Or, consider a text-to-image application where the pipeline consists of an LLM and a diffusion model, which are used to encode the input text and synthesize an image from the encoded text, respectively. Furthermore, many applications require some preprocessing steps on the input data before feeding it to the ML models, or postprocessing steps on the output of these models. For example, input images might need to be resized, cropped, and decoded before being fed to computer vision models, or text inputs need to be tokenized before being fed to an LLM.

In recent years, the number of parameters in ML models has skyrocketed, and they are increasingly tasked with serving very large consumer bases; hence, optimizing the inference pipeline has become more critical than ever before. Tools like NVIDIA TensorRT and FasterTransformer optimize individual deep learning models for lower latency and higher throughput when performing inference on GPUs.

However, our overarching goal is not to speed up the inference on individual ML models, but the entire inference pipeline. For example, when serving models on GPU, having preprocessing and postprocessing steps on CPU slows down the performance of the entire pipeline even when the model execution step is fast. The most efficient solution for an inference pipeline is to have preprocessing, model execution, and postprocessing steps all running on GPUs. The efficiency of this end-to-end inference pipeline on GPU comes from the following two key factors.

Data does not need to be copied back and forth between CPU (host) and GPU (device) in between pipeline steps.
Strong computational power of the GPU is utilized for the entire inference pipeline.

NVIDIA Triton Inference Server is open-source inference serving software to deploy and run models at scale on both CPU and GPU. Among many features, NVIDIA Triton supports ensemble models, which enable you to define the inference pipeline as an ensemble of models in the form of a Directed Acyclic Graph (DAG). NVIDIA Triton will handle the execution of the entire pipeline. The ensemble model defines how the output tensor of one model is fed as an input to the other.

Using NVIDIA Triton ensemble models, you can run the entire inference pipeline on GPU or CPU or a mix of both. This is useful when preprocessing and postprocessing steps are involved, or when there are multiple ML models in the pipeline where the outputs of a model feed into another. For use cases where the pipeline includes loops, conditionals, or other custom logic, NVIDIA Triton supports Business Logic Scripting (BLS).

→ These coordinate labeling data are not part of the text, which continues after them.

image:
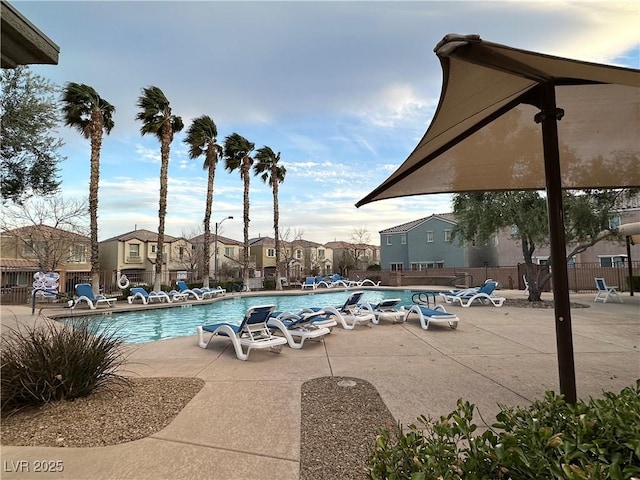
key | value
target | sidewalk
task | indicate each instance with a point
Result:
(497, 355)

This post focuses on ensemble models only. It walks you through the steps to create an end-to-end inference pipeline with multiple models using different framework backends. NVIDIA Triton provides the flexibility of constructing a model pipeline using multiple framework backends and running them on GPU or CPU, or a mix of both. We will explore the following three ways to run the pipeline.

The entire pipeline is executed on CPU.
Preprocessing and postprocessing steps run on CPU and the model execution runs on GPU.
The entire pipeline is executed on GPU.

We will also highlight the advantages of running the entire inference pipeline on GPU using NVIDIA Triton Inference Server. We focus on the CommonLit Readability Kaggle challenge for predicting complexity rates for literary passages for grades 3-12, using NVIDIA Triton for the entire inference pipeline. Note that NVIDIA Triton 22.11 was used for the purposes of this blog post. You can also use later releases of NVIDIA Triton, provided that you use matching versions across backends (denoted as <xx.yy>) to avoid possible compatibility errors.

Model creation

For this task, train two separate models: BERT Large trained using PyTorch and a random forest regressor trained using cuML. Name these models bert-large and cuml. Both models will take in the preprocessed excerpts as input and output a score, or complexity rate.

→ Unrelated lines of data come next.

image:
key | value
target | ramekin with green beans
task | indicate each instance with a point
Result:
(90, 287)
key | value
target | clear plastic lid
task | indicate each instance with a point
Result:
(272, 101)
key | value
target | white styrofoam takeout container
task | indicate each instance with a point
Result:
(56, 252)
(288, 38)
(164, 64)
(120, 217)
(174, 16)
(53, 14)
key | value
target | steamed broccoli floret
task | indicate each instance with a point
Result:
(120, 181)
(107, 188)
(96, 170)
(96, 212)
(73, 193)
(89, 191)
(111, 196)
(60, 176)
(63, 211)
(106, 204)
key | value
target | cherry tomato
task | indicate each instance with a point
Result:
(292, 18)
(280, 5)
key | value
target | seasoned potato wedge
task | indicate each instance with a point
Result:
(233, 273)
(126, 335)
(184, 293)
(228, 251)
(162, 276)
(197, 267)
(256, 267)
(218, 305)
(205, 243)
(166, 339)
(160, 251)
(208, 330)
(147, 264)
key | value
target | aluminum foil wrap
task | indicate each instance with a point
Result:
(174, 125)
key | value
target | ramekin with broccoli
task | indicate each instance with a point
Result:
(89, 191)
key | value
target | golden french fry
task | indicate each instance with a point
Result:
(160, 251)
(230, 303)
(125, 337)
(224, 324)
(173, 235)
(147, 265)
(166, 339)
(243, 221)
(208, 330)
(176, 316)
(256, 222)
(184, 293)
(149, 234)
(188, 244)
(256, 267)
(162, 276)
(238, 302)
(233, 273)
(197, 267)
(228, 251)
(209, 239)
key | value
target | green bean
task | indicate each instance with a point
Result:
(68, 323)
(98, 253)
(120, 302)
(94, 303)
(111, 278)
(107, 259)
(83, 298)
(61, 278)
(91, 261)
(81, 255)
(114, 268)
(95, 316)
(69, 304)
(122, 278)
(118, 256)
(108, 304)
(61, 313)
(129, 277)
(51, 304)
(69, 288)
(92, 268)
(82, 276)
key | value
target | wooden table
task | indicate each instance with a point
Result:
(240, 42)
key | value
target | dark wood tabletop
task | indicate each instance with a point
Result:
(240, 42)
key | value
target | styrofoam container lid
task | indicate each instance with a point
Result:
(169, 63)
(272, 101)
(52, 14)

As the first model, fine-tune the transformer-based bert-large model from the pretrained Hugging Face model bert-large-uncased which has 340 M parameters. Fine-tune the model for the task by adding a linear layer that maps BERT’s last hidden layer to a single output value.

Use root mean square loss, Adam optimizer with weight decay, and 5-fold cross-validation for fine-tuning. Serialize the model as a TorchScript file (named model.pt) by passing a sample input through the model and tracing the model with the following commands:

traced_script_module = torch.jit.trace(bert_pytorch_model,          
                      (example_input_ids, example_attention_mask))
traced_script_module.save("model.pt")

As the second model, use cuML random forest regressor with 100 trees and a maximum depth of 16 for each tree. Generate the following features for the tree-based model: number of words per excerpt, number of distinct words per excerpt, number of punctuations, number of sentences per excerpt, average number of words per sentence, number of stop words per excerpt, average number of stop words per sentence, frequency distribution of the N most frequent words across the corpus, and frequency distribution of the N least frequent words across the corpus.

Use N=100, such that the random forest takes in a total of 207 features. Serialize the trained cuML model as a Treelite checkpoint (named checkpoint.tl) by converting the cuML model instance using the following command:

cuml_model.convert_to_treelite_model().to_treelite_checkpoint('checkpoint.tl')

Note that the Treelite version associated with the model needs to match the Treelite version in the NVIDIA Triton container used for inference.

Running ML models on NVIDIA Triton

Each model that is to be deployed in NVIDIA Triton must include a model configuration. By default, NVIDIA Triton will try to create the configuration automatically using the model metadata when such data is available. You can provide the model configuration file manually in cases where model metadata is not sufficient, or to override the inferred settings. See triton-inference-server/server on GitHub for more details.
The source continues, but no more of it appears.